As in The Square, Östlund gets better performances than he deserves, especially from the two young leads. Harris Dickinson is engaging and witty, from his light-switch changes of expression in the opening fashion shoot through to the pretzels incident and beyond. He does a fine job of showing Carl as basically both decent and weak. Vexed when Yaya and the crew member make eyes at each other, Carl reports the man to Paula. Next thing, he’s seen leaving the vessel and Carl looks rather appalled that he’s made this happen. It’s a real pity that Östlund doesn’t make use of Harris Dickinson’s charm and skill to make Carl the central consciousness of the whole story. Charlbi Dean impresses, too, and it’s a greater, tragic pity that this film turned out to her last: in late August this year Dean died, it seems from a lung infection, at the age of thirty-two. Triangle of Sadness benefits from, in addition to an able cast, classy music by Mikkel Maltha and Leslie Ming.

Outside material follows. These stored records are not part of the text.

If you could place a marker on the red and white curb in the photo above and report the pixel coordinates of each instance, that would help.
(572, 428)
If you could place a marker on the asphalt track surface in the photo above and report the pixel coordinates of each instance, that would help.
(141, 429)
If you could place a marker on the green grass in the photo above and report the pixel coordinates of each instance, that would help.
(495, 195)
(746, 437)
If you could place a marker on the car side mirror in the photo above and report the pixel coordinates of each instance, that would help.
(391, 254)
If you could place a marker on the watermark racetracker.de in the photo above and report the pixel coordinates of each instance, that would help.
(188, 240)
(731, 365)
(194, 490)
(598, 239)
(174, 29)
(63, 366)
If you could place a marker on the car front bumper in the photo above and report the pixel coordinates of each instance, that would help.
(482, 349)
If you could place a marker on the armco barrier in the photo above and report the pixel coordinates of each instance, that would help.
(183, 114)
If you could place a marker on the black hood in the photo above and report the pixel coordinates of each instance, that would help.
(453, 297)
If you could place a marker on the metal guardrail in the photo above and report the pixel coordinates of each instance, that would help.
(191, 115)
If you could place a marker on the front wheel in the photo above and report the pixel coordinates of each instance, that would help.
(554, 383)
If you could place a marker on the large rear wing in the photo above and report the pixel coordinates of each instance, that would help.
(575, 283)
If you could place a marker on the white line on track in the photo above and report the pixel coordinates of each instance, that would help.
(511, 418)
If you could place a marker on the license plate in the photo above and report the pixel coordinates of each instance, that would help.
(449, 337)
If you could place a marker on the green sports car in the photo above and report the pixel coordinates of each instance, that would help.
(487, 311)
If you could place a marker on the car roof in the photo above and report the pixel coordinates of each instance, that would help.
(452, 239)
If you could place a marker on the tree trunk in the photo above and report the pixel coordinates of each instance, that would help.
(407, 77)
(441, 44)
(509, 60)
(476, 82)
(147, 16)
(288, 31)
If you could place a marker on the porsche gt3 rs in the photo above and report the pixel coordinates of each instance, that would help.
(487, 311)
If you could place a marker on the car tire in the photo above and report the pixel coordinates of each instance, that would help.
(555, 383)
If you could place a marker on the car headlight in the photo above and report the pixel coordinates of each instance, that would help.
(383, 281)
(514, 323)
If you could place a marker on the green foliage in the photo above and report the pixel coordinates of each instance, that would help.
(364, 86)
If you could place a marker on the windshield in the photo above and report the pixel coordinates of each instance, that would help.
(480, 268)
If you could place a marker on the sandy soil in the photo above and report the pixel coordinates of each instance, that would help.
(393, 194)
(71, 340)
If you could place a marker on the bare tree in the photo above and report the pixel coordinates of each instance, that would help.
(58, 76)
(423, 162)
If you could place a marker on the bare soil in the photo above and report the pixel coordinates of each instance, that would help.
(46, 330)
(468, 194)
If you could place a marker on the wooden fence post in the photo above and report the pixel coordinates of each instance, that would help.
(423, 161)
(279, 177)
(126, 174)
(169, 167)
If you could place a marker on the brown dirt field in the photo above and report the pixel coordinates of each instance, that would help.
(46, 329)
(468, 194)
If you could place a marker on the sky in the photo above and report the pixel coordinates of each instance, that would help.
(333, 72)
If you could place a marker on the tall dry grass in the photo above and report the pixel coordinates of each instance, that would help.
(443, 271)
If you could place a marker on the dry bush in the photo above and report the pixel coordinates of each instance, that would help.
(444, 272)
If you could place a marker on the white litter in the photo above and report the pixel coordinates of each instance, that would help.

This is Östlund’s first English-language film although it seems he’s not too happy about that. In the production notes mentioned above, he explains that he’s ‘ambivalent about making films in English since I’m critical about the dominance of Anglo-Saxon culture. It’s absurd what kind of influence it has over Sweden and Scandinavia’. Let’s hope it’s a consolation to him that Triangle of Sadness has so far raked in $14.5 million at the international box office – a figure still below the production budget ($15.6m) but surely far in excess of what a film made in the director’s native Swedish might have taken. Ruben Östlund’s professed ambivalence on this has the ring of someone keen to make clear he wrestles with his conscience, less ready to acknowledge that he tends to win such bouts, as well as Palmes d’Or.